To call The Emoji Movie a massive disappointment would imply that one had hopes it might be something more. Perhaps most closely related to The Lego Movie, The Emoji Movie is completely devoid of that film's intelligence, wit and even emotional resonance. There's really nothing here to cling to, the film's product placement, such as Crackle, Dropbox and Spotify among others, takes the place of anything resembling a cohesive story and any items at creative vocal work fall far short of the film's immensely talented but poorly utilized vocal cast.
It's a complete shame to see such a talented comic actress as Anna Faris, whose career has been on the backburner as of late as she parents Jack and hubby Chris Pratt conquers the world, be stuck in such drivel when she's capable of so much more.Even Faris's dialogue, all girl power and bravado, ultimately is empty as Jailbreak compromises her well intended life lessons anytime the semblance of a story dictates it.

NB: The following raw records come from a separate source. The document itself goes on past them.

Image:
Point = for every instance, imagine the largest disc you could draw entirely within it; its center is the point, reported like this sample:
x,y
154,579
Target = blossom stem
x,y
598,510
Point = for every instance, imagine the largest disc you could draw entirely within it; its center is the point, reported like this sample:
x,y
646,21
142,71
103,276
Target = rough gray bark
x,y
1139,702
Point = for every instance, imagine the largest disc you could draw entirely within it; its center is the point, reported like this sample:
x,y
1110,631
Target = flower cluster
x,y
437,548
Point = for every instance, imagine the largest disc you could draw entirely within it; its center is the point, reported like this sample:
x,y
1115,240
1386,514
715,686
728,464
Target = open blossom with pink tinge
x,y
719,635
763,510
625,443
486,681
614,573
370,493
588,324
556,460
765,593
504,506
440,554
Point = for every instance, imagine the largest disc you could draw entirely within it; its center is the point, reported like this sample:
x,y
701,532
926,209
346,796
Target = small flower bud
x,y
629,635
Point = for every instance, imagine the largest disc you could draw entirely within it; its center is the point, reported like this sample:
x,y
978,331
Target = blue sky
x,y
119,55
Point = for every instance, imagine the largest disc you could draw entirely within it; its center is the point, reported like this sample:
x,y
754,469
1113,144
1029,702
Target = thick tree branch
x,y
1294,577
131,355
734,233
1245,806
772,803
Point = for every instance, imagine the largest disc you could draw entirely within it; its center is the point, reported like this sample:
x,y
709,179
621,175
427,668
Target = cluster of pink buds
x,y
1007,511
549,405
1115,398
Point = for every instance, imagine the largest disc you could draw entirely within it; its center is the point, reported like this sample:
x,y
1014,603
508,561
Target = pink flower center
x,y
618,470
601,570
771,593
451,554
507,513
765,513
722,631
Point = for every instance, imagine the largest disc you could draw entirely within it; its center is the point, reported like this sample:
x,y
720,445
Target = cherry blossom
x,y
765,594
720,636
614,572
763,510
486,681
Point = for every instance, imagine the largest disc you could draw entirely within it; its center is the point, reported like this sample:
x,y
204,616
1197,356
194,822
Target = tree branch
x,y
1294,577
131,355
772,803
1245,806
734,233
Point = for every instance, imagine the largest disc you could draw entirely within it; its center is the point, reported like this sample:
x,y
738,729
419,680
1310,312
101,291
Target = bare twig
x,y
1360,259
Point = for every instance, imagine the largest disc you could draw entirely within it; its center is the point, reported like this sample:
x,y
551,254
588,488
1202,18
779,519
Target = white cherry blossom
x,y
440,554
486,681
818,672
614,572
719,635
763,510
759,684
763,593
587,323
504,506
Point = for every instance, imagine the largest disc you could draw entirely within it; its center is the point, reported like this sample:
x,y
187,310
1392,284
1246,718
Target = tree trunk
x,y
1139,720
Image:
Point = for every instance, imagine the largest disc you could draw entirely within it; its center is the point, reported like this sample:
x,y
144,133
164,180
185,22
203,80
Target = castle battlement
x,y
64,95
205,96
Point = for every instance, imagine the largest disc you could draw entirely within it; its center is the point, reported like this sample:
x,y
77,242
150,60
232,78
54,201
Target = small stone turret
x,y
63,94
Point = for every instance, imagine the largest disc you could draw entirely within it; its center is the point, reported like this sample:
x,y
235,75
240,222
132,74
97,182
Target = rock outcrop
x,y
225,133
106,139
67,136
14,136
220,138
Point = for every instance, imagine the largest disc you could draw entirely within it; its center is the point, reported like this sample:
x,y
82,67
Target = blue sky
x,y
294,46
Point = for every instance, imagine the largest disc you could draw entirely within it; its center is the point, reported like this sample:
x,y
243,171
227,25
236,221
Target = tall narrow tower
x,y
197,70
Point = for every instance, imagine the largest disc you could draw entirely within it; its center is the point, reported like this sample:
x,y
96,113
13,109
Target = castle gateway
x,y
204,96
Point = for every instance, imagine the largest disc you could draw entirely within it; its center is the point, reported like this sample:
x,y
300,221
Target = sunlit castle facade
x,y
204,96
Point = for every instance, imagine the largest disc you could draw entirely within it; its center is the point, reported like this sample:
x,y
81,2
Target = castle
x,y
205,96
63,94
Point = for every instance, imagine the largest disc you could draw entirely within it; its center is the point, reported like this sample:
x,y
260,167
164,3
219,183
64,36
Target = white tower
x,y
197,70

Steven Wright and Jennifer Coolidge, as Gene's Meh parents, practically drag the proceedings to a halt with their slow, intentional delivery that feels woefully out of place here. While one could speak volumes about T.J. Miller's underwhelming work here, the film's most egregious mishap, which I'm hoping at least paid some bills, is Patrick Stewart's fortunately brief appearance as, yes, the Poop Emoji.
Sigh. Just sigh.
In a world where Michael Bay sells millions of tickets to cinematic shlock, my worst fear is that well meaning parents desperate for a couple hours of cinematic quality time with the kiddoes will mistakenly believe this to be worth their attention. It's not. No one beyond the smallest of children should be entertained by this shameless money grab that fails in virtually every way.
Do yourself a favor. Delete The Emoji Movie from your moviegoing plans.